Worum geht's?
Die von Spotify kuratierte Playlist «Piano in the Background» berieselt uns mit sanften Songs, unauffällig melancholisch und blumig wie eine Duftkerze. Man soll sie nicht bewusst wahrnehmen – oder sich gar fragen, wer für diese Klänge in die Tasten greift. Das schreibt ein Musikkritiker des «Guardian» .
Er gehört zu einer Reihe von Journalisten, die Spotify vorwerfen, seine Playlists mit Musik von Künstlern anzureichern, die es eigentlich nicht gibt. Das Branchen-Portal «Music Business Worldwide» hat eine Liste mit 50 dubiosen Musikern veröffentlicht, die in «Easy Listening»-Playlists von Spotify auftauchen.
Ihnen ist gemeinsam, dass sie – trotz hunderttausendfachen Klicks – keine Webseiten haben, keine Facebook-Profile oder Youtube-Videos. Dass man also ausserhalb von Spotify absolut gar nichts über sie findet.
Der Vorwurf: Hinter diesen Pseudonymen sollen Produzenten stecken, die im Auftrag von Spotify passgenaue Musik erzeugen.
Warum ist's interessant?
Spotify ist der Riese unter den Streamingdiensten. Kein anderer Musikdienst – geschweige denn herkömmliche CD-Verkäufe – können ihm das Wasser reichen. Für die Musik zahlt Spotify Lizenzen an Plattenlabels wie Sony und Warner.

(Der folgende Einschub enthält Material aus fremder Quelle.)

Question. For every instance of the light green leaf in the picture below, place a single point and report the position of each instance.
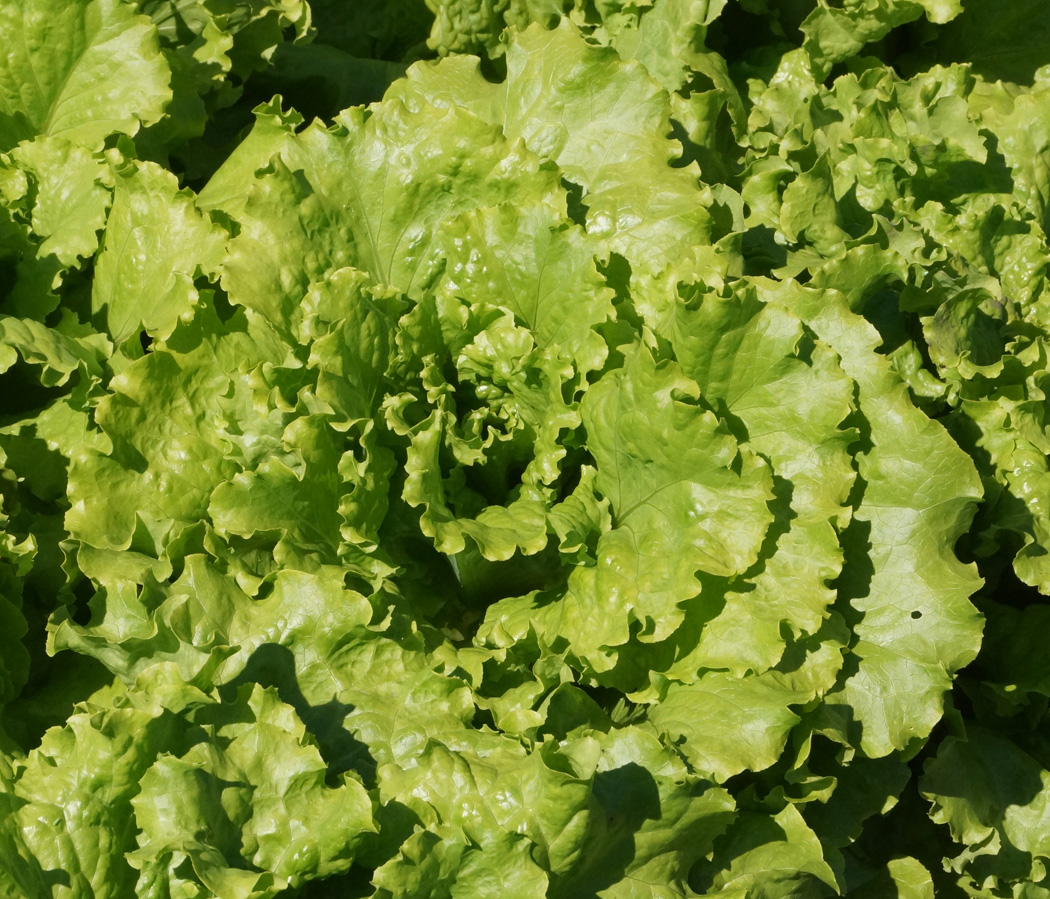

Würde Spotify seine Listen mit seinen sogenannten «Fake Artists» anreichern, könnte er sich für diese die Lizenzen sparen. Allein für 50 Musiker wären das umgerechnet über drei Millionen Franken.
Andererseits hätten Spotify auch ein Druckmittel gegen Plattenfirmen in der Hand: Wenn ihr uns die Musik nicht günstiger gebt, dann weichen wir auf unsere eigene aus.
Nicht nur für Labels und Musikfans, auch für viele Musiker wäre das ein Affront. In einer beliebten Playlist von Spotify zu landen – das sehen viele als den entscheidenen Schritt für ihre Musikkarriere.
Spotify selbst weist die Vorwürfe zurück . Allerdings hat die Firma vor Kurzem auch einen neuen Mitarbeiter eingestellt, der mit Hilfe von Künstlicher Intelligenz Popsongs entwickelt.
In Zukunft könnte ein Teil der Musik bei Spotify also nicht mehr nur von falschen Musikern gemacht werden – sondern vielleicht sogar komplett ohne menschliches Zutun.